Now things have turned horribly sour in Minnesota and it’s hard to see how Thibodeau keeps his job much longer. The former Chicago Bulls coach will likely remain with the team through end of the season, but it’s been so tumultuous leading up to the Jimmy Butler trade with the Philadelphia 76ers that a future between Thibodeau and Minnesota seems unlikely.

According to a report from ESPN, there was even some consideration given to firing both Thibodeau and general manager Scott Layden earlier this summer.

Via ESPN:

Taylor considered firing Thibodeau and Layden in the summer — well before the Butler situation escalated — and has continued to consider possibilities to eventually replace both of them, league sources said. There’s immense pressure on Minnesota’s management structure to see dividends on this trade.

This seems like a perfectly professional way to say that both Thibodeau and Layden could be on their way out after the Wolves fail to make the playoffs come April.

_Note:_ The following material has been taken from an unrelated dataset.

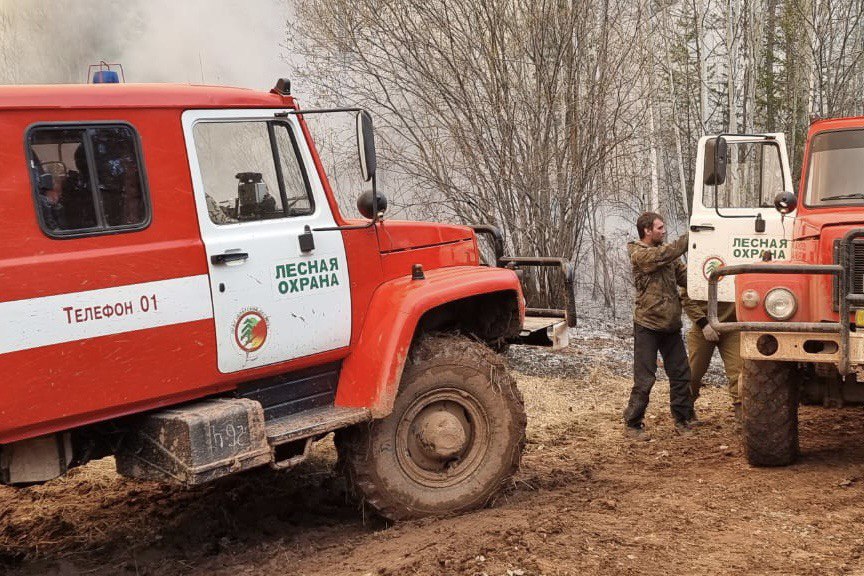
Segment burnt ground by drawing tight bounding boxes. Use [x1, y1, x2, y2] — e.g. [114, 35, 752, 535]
[0, 330, 864, 576]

It’s entirely possible that the players Minnesota gets back in a trade with Philadelphia could help them make a push post-Butler. Robert Covington and Dario Saric are both guys who can help space the floor and bolster a top-heavy Timberwolves lineup. It was a reasonable return.

But we don’t know how the remaining players on Minnesota’s roster feel about Thibodeau, and whether the situation is salvageable. Is Karl-Anthony Towns going to stop quitting mid-game? Is Andrew Wiggins going to hone his shot selection?

These items are still of concern as we watch this Wolves team rise from the creaking embers left behind after the Butler situation’s extinguishment.